謎のヒグマ「OSO18」とその足跡

OSO18(オソじゅうはち)とは、2019年から2023年にかけて、北海道の標茶町や厚岸町周辺で乳牛を襲った雄のヒグマに与えられたコードネームです。この個体は、これまでにない頻度で家畜を襲撃し、地域の酪農家に大きな不安を与えました。

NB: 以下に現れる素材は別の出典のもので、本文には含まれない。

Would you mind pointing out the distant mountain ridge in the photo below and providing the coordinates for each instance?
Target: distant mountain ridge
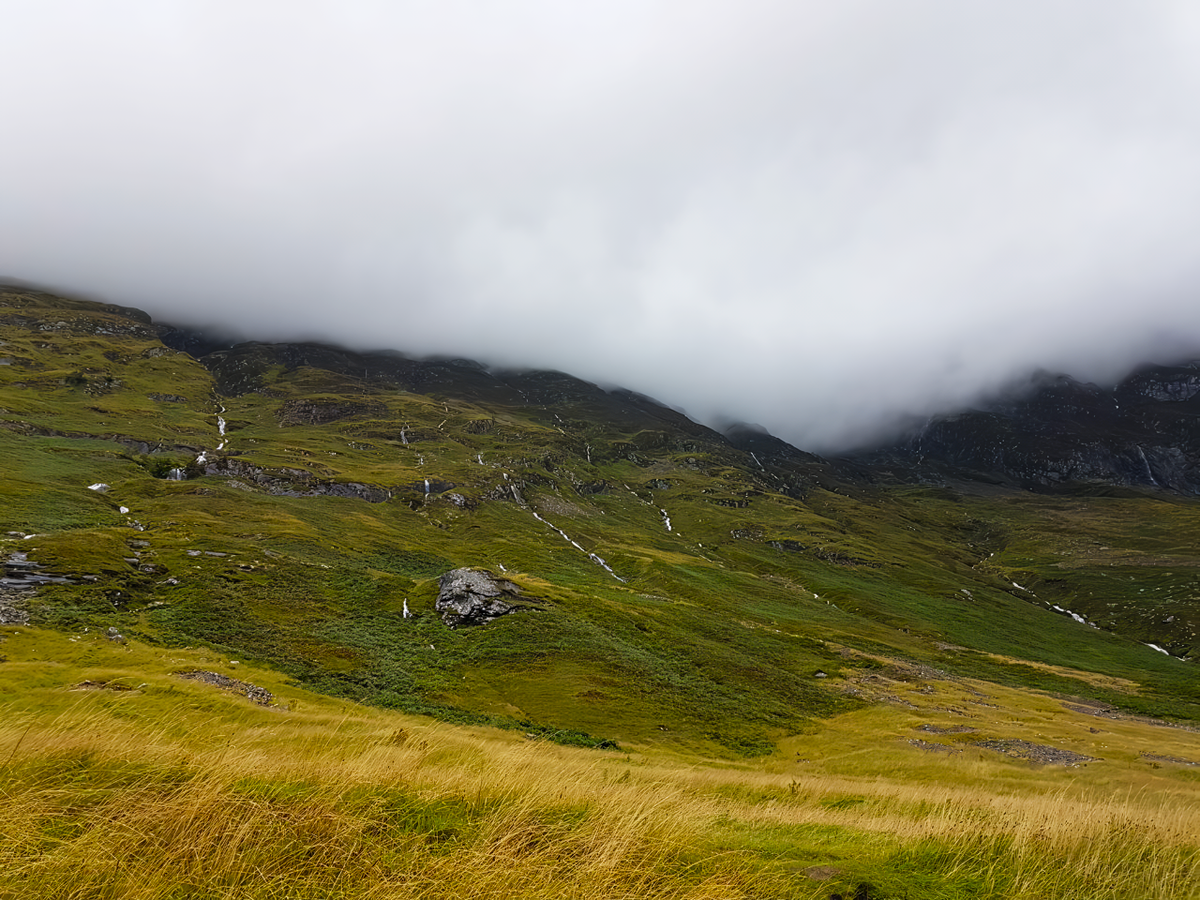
(1144, 432)
(298, 504)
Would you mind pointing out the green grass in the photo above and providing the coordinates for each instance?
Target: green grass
(711, 640)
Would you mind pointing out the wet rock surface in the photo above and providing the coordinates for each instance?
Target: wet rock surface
(474, 597)
(12, 607)
(21, 573)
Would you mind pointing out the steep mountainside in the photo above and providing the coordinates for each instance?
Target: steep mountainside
(304, 507)
(1143, 432)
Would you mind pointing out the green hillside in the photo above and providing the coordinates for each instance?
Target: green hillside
(730, 670)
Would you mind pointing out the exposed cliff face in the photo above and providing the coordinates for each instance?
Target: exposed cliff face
(1143, 432)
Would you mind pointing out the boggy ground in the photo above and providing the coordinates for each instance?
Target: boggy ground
(123, 779)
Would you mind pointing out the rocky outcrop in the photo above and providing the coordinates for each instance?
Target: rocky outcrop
(251, 691)
(322, 411)
(292, 483)
(473, 597)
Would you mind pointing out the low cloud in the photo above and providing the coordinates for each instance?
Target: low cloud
(826, 219)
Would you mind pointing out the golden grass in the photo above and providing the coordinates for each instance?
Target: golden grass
(177, 790)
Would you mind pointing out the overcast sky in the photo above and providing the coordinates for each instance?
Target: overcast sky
(823, 217)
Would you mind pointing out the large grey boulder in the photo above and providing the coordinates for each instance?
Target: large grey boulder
(472, 597)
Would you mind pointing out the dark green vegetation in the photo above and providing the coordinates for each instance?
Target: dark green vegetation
(347, 484)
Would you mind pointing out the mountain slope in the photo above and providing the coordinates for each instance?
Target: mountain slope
(287, 503)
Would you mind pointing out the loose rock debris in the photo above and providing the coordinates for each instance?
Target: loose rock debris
(251, 691)
(1042, 754)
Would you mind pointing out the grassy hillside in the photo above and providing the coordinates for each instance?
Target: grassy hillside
(125, 779)
(736, 667)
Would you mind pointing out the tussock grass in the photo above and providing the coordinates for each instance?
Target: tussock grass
(177, 790)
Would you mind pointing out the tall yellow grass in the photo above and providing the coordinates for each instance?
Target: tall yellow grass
(103, 802)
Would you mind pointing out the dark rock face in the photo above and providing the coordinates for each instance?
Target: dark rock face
(473, 597)
(322, 412)
(1143, 432)
(251, 691)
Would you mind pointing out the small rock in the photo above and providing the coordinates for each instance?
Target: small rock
(473, 597)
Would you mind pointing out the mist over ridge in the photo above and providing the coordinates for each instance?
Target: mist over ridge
(831, 222)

ヒグマによる家畜被害は珍しくありませんが、OSO18のケースは特に異例でした。通常、ヒグマは人里に近づくことを避けますが、この個体は繰り返し牧場に侵入し、乳牛を殺害・捕食。その行動範囲は広く、数年にわたり追跡が続けられました。専門家たちは、餌の減少や生息地の変化が原因の一つとして挙げています。

2023年7月30日、OSO18はようやく捕獲・駆除されました。それまでに確認された襲撃は数十件にのぼり、地域の農業への影響は深刻でした。一方で、この出来事は人間と野生動物の共存の難しさを改めて浮き彫りにしました。

現在、北海道ではヒグマの出没に備えた柵の設置や、監視カメラの導入など、被害防止策が強化されています。OSO18の存在は、自然の脅威と向き合う地域社会の現実を突きつけるものでした。